Evaluation abilities and approach
By the end of the course students should be able to:
- argue for how different methods and methodologies can allow for a more complex understanding of phenomena in digital environments,
 - justify the choice of methodology, taking into account both concrete problems and broader scientific perspectives,
 - critically discuss applications of data-driven analysis with respect to ethical, integrity and social issues.
 
Learning activities
        The course consists of lectures, seminars, workshops, laboratory and project work.
Assessment
        Grading is based on oral and written examination, including active participation in seminars and project work.
The course is assessed based on the following:
- Seminars (2.5 credits, UG)
 - Lab (2.5 credits, UA)
 - Written assignments (5 credits, UA)
 - Project (5 credits, UA)
 
For a pass (A-E): At least grade E on lab (2.5 credits), written assignments (5 credits) and project (5 credits) and grade G on seminar participation is required. Course grade is calculated based on the weighted average of assessed parts.
Course literature and other study material
            
            - Cairo, A. (2016). The truthful art: Data, charts, and maps for communication. New Riders.
 - Drucker, J. (2020).

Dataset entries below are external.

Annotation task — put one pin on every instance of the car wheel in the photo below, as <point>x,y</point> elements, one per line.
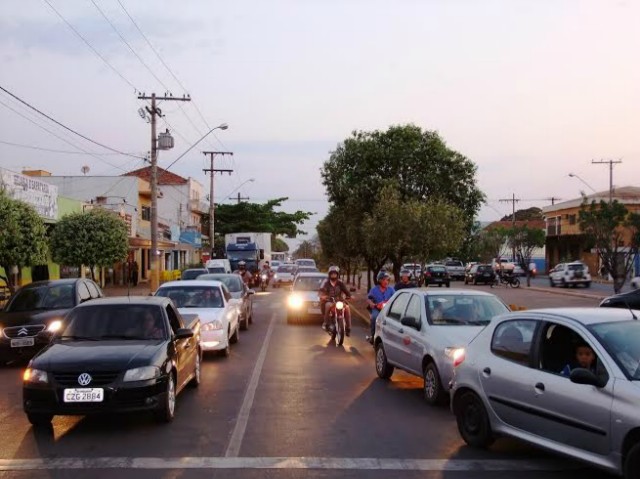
<point>432,388</point>
<point>40,420</point>
<point>195,382</point>
<point>473,421</point>
<point>167,409</point>
<point>383,368</point>
<point>236,335</point>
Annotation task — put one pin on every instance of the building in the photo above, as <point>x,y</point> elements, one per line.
<point>565,241</point>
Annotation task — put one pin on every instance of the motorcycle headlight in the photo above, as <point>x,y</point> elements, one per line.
<point>214,325</point>
<point>54,326</point>
<point>295,301</point>
<point>141,374</point>
<point>35,376</point>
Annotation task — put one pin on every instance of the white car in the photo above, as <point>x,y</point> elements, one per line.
<point>211,300</point>
<point>570,274</point>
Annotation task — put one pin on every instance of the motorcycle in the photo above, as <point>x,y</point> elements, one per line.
<point>507,280</point>
<point>337,326</point>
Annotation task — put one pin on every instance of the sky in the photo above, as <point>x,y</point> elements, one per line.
<point>530,91</point>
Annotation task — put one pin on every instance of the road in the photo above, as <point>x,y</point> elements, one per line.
<point>285,404</point>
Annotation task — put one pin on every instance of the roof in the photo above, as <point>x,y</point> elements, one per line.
<point>585,316</point>
<point>624,194</point>
<point>165,177</point>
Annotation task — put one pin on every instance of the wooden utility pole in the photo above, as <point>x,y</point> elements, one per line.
<point>610,163</point>
<point>212,171</point>
<point>154,112</point>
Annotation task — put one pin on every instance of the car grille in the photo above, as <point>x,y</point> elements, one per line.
<point>23,331</point>
<point>101,378</point>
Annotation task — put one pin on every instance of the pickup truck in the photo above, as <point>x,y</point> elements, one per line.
<point>120,354</point>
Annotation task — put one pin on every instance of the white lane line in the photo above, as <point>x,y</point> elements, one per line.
<point>333,463</point>
<point>243,417</point>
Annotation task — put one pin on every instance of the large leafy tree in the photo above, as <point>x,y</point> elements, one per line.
<point>615,233</point>
<point>23,240</point>
<point>94,238</point>
<point>524,241</point>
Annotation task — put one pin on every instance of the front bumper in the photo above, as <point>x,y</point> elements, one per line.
<point>122,397</point>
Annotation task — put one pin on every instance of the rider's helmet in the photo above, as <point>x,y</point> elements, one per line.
<point>382,275</point>
<point>334,271</point>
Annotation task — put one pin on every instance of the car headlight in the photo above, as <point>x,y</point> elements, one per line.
<point>295,301</point>
<point>214,325</point>
<point>35,376</point>
<point>54,326</point>
<point>141,374</point>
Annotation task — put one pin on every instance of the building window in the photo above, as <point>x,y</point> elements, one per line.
<point>146,213</point>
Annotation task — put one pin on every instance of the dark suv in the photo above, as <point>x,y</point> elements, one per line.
<point>38,306</point>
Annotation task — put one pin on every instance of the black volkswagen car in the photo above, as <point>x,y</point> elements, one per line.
<point>37,307</point>
<point>120,354</point>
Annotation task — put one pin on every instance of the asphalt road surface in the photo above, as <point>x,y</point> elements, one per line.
<point>287,403</point>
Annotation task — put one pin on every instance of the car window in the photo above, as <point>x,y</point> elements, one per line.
<point>562,349</point>
<point>83,291</point>
<point>414,308</point>
<point>398,306</point>
<point>512,340</point>
<point>94,290</point>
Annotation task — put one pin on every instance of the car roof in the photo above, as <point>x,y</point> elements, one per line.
<point>191,283</point>
<point>137,300</point>
<point>585,316</point>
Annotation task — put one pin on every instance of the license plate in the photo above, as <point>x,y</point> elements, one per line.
<point>22,342</point>
<point>84,395</point>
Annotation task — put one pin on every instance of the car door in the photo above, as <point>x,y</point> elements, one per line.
<point>413,334</point>
<point>506,372</point>
<point>392,329</point>
<point>578,415</point>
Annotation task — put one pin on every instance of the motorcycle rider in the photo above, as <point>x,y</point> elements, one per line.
<point>405,281</point>
<point>332,287</point>
<point>244,274</point>
<point>377,297</point>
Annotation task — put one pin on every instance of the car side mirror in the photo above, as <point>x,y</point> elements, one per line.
<point>584,376</point>
<point>183,333</point>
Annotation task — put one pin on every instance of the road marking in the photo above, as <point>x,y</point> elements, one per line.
<point>243,417</point>
<point>333,463</point>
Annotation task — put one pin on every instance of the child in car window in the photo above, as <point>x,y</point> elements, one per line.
<point>585,358</point>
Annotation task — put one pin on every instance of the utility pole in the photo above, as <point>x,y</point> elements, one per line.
<point>240,198</point>
<point>212,171</point>
<point>610,163</point>
<point>154,112</point>
<point>513,200</point>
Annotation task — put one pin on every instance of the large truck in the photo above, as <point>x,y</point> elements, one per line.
<point>252,248</point>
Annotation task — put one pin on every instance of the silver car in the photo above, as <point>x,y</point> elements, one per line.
<point>566,379</point>
<point>423,332</point>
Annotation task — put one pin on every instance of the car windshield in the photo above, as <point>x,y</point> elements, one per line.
<point>622,342</point>
<point>232,281</point>
<point>451,309</point>
<point>193,273</point>
<point>55,296</point>
<point>193,296</point>
<point>114,322</point>
<point>310,283</point>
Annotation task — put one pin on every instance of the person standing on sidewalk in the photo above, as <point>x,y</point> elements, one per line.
<point>376,299</point>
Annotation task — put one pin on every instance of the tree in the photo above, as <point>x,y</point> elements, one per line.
<point>524,241</point>
<point>615,233</point>
<point>95,238</point>
<point>23,240</point>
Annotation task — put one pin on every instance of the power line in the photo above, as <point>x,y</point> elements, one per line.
<point>91,47</point>
<point>66,127</point>
<point>59,137</point>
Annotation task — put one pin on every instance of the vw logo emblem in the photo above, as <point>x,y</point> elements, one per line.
<point>84,379</point>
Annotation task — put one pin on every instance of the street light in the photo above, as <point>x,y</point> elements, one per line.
<point>573,175</point>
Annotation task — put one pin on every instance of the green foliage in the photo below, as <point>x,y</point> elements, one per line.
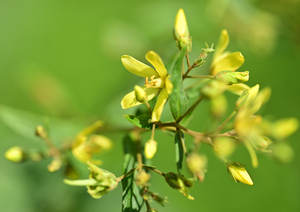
<point>131,198</point>
<point>178,99</point>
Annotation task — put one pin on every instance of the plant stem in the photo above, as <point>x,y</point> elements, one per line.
<point>203,76</point>
<point>226,121</point>
<point>190,109</point>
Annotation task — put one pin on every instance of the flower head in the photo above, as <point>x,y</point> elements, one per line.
<point>85,146</point>
<point>239,173</point>
<point>225,61</point>
<point>157,82</point>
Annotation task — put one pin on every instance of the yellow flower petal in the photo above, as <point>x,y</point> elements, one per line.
<point>156,61</point>
<point>130,99</point>
<point>181,27</point>
<point>222,44</point>
<point>229,63</point>
<point>136,67</point>
<point>237,89</point>
<point>168,85</point>
<point>159,106</point>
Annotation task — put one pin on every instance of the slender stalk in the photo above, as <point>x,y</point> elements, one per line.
<point>190,109</point>
<point>204,76</point>
<point>226,121</point>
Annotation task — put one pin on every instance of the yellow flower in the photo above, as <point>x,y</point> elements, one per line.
<point>85,146</point>
<point>239,173</point>
<point>157,82</point>
<point>225,61</point>
<point>181,28</point>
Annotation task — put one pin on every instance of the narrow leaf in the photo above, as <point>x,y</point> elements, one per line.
<point>131,198</point>
<point>140,121</point>
<point>179,149</point>
<point>178,99</point>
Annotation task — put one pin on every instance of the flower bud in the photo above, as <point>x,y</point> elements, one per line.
<point>55,165</point>
<point>239,173</point>
<point>231,77</point>
<point>197,165</point>
<point>246,97</point>
<point>140,94</point>
<point>213,89</point>
<point>150,148</point>
<point>218,106</point>
<point>40,132</point>
<point>181,28</point>
<point>142,177</point>
<point>16,154</point>
<point>99,183</point>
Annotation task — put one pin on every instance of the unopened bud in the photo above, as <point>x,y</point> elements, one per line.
<point>213,89</point>
<point>231,77</point>
<point>150,148</point>
<point>218,106</point>
<point>181,28</point>
<point>246,97</point>
<point>239,173</point>
<point>140,94</point>
<point>15,154</point>
<point>141,178</point>
<point>55,165</point>
<point>40,132</point>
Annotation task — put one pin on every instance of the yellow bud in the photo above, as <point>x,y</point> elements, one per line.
<point>246,97</point>
<point>142,177</point>
<point>181,28</point>
<point>55,165</point>
<point>150,148</point>
<point>140,94</point>
<point>239,173</point>
<point>15,154</point>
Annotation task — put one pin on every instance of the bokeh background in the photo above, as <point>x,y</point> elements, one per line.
<point>61,60</point>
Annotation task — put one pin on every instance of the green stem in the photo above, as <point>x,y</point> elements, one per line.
<point>203,76</point>
<point>225,122</point>
<point>190,109</point>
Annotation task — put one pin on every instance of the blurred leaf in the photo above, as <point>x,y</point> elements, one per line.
<point>179,141</point>
<point>21,122</point>
<point>140,121</point>
<point>178,99</point>
<point>132,201</point>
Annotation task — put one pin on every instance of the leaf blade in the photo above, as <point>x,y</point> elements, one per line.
<point>178,99</point>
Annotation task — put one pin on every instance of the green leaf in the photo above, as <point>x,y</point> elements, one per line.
<point>179,151</point>
<point>178,100</point>
<point>132,201</point>
<point>140,121</point>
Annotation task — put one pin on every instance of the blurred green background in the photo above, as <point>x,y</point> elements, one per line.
<point>61,60</point>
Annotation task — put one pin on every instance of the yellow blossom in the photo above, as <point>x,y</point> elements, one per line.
<point>223,60</point>
<point>85,146</point>
<point>181,28</point>
<point>157,82</point>
<point>239,173</point>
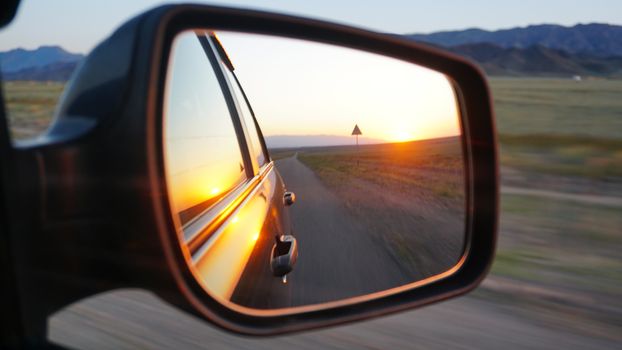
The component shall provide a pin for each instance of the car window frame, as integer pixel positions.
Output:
(198, 230)
(226, 64)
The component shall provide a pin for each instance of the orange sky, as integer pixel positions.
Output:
(303, 88)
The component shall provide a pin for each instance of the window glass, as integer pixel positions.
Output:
(203, 157)
(247, 118)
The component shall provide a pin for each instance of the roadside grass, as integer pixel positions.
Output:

Visualization and Interpretation: Humanistic Approaches to Display. MIT Press.
 - Kirk, A. (2019). Data Visualization. Los Angeles: SAGE Publications. (2nd edition)
 - Rogers, R. (2019). Doing Digital Methods. Los Angeles: SAGE Publications.
 - Salganik, M. J. (2017). Bit by Bit: Social Research in the Digital Age. Princeton: Princeton University Press. (alt 2019, soft cover)
 
Recommended literature:
- Jewitt, C. (Ed.). (2017). The Routledge handbook of multimodal analysis. New York: Routledge.
 - Rogers, R., Sánchez-Querubín, N., & Kil, A. (2015). Issue mapping for an ageing Europe. Amsterdam University Press
 - Tukey, J. W. (1977). Exploratory data analysis (Vol. 2, pp. 131-160).
 - Venturini, T., Munk, A., & Meunier, A. (2018). What's in a data-sprint?. Routledge Handbook of Interdisciplinary Research Methods.
 
Course evaluation
        The University provides students who are taking or have completed a course with the opportunity to share their experiences of and opinions about the course in the form of a course evaluation that is arranged by the University. The University compiles the course evaluations and notifies the results and any decisions regarding actions brought about by the course evaluations. The results shall be kept available for the students. (HF 1:14).
Interim rules
        When a course is no longer given, or the contents have been radically changed, the student has the right to re-take the examination, which will be given twice during a one year period, according to the syllabus which was valid at the time of registration.
Additional information
        The syllabus is a translation of a Swedish source text.